Razzia gegen Zuhälter und Frauenhändler

Großeinsatz: Vier Männer verhaftet und fünf Bordelle geschlossen  ■ Von Magda Schneider

Großrazzia gegen Organisierte Kriminalität im Bereich Prostitution und Frauenhandel: 200 Polizisten haben in der Nacht zum Dienstag in Hamburg-Hammerbrook sowie in Elmshorn, Glinde und Kaltenkirchen 16 Wohnungen und acht Bordelle durchsucht. Vier mutmaßliche Zuhälter des größten Hamburger Straßenstrich an der Süderstraße wurden verhaftet. Sie sitzen im Untersuchungsgefängnis Holstenglacis in U-Haft. Fünf Bordelle wurden im Anschluß an die Razzia geschlossen.

Dem Großeinsatz waren mehrmonatige Ermittlungen der Abteilung Organisierte Kriminalität (OK) des Landeskriminalamtes (LKA) und der Staatsanwaltschaft in Hamburg vorangegangen. Gegen vier Männer waren Haftbefehle wegen „räuberischer Erpressung und dirigistischer Zuhälterei“, so Polizeisprecherin Ulrike Sweden, erwirkt worden.

Die Männer aus Mazedonien, Jugoslawien und Deutschland sollen demnach eine kriminelle Vereinigung gegründet haben, die inzwischen den Straßenstrich fest unter ihre Kontrolle gebracht hat. Kopf der Gruppe ist nach Polizeiangaben der 32jährige Musa A. – im Milieu auch „Albaner-Willi“ genannt –, der zusammen mit drei Komplizien bei etwa 100 Prostituierten die Einnahmen abkassiert habe und seit 1995 mehrere Bordelle betreibt.
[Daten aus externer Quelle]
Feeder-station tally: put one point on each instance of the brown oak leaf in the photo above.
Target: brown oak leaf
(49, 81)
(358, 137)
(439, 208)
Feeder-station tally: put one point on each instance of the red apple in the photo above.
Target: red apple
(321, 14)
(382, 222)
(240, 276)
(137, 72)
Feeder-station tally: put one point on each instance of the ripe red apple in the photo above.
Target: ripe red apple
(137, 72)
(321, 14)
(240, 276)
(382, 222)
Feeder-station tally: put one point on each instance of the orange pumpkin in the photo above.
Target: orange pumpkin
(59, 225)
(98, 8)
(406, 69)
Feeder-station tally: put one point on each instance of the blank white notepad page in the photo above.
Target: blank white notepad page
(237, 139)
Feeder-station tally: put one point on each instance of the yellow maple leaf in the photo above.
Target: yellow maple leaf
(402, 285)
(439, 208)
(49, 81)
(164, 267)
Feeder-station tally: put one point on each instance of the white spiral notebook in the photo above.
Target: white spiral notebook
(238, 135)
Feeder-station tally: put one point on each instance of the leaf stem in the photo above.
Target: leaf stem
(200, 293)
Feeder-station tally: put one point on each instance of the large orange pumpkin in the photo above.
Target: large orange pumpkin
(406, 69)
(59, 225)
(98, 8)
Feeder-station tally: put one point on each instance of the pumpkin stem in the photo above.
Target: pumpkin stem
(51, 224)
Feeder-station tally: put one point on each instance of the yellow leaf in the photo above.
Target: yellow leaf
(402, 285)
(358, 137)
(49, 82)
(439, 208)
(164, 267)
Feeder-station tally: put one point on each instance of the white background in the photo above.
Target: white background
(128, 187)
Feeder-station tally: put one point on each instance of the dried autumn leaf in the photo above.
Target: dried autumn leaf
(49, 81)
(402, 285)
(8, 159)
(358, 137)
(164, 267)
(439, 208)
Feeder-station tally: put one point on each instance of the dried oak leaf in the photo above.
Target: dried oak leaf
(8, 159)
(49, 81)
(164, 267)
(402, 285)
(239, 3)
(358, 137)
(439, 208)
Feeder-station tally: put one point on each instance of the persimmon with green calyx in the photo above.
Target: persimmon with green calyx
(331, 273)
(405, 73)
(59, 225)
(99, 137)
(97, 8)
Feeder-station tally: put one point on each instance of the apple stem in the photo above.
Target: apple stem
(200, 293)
„Albaner-Willi“ steht auch im Verdacht, vor drei Jahren an der Schießerei im Bordell „Blue Night“ an der Budapester Straße auf St. Pauli beteiligt gewesen zu sein, bei der zwei türkische Zuhälter erschossen wurden. Diese tödliche Auseinandersetzung könnte Teil eines immer heftiger werdenden Machtkampfes im Rotlicht-Milieu gewesen sein. Immer mehr Kosovo-Albaner und Russen übernahmen in den vergangenen Jahren traditionelle Kiez-Etablissements. Für sie „anschaffen“ müssen meist Frauen aus Polen oder Rußland, die mit falschen Versprechungen nach Hamburg gelockt und hier zur Prostitution gezwungen wurden.

Der Schlag gegen die organisierte Zuhälterszene in Hamburg ist nach Einschätzung von Staatsanwaltschafts-Sprecher Rüdiger Bagger nur von vorübergehender Wirkung, weil der „Nachwuchs“ groß sei. Da die Verdienstspannen bei Zuhälterei ähnlich exorbitant hoch seien wie im Drogenhandel, würden immer wieder Kriminelle angelockt. So kassieren einige Luden monatliche Gewinne von bis zu 25.000 Mark pro Prostituierter ab.

Besonders zugenommen hat die Brutalität im Bereich der Modellprostitution, bei der Frauen in Wohnungen Sex gegen Geld anbieten. Die Prostituierten würden oft auf brutalste Weise gefoltert oder vergewaltigt, um sie zum Anschaffen zu zwingen. Die Ausweitung des Hamburger Zuhältermilieus um Russen, Albaner und Türken erschwert nach Auffassung Baggers etwa bei der Telefonüberwachung die Kontrolle der Szene.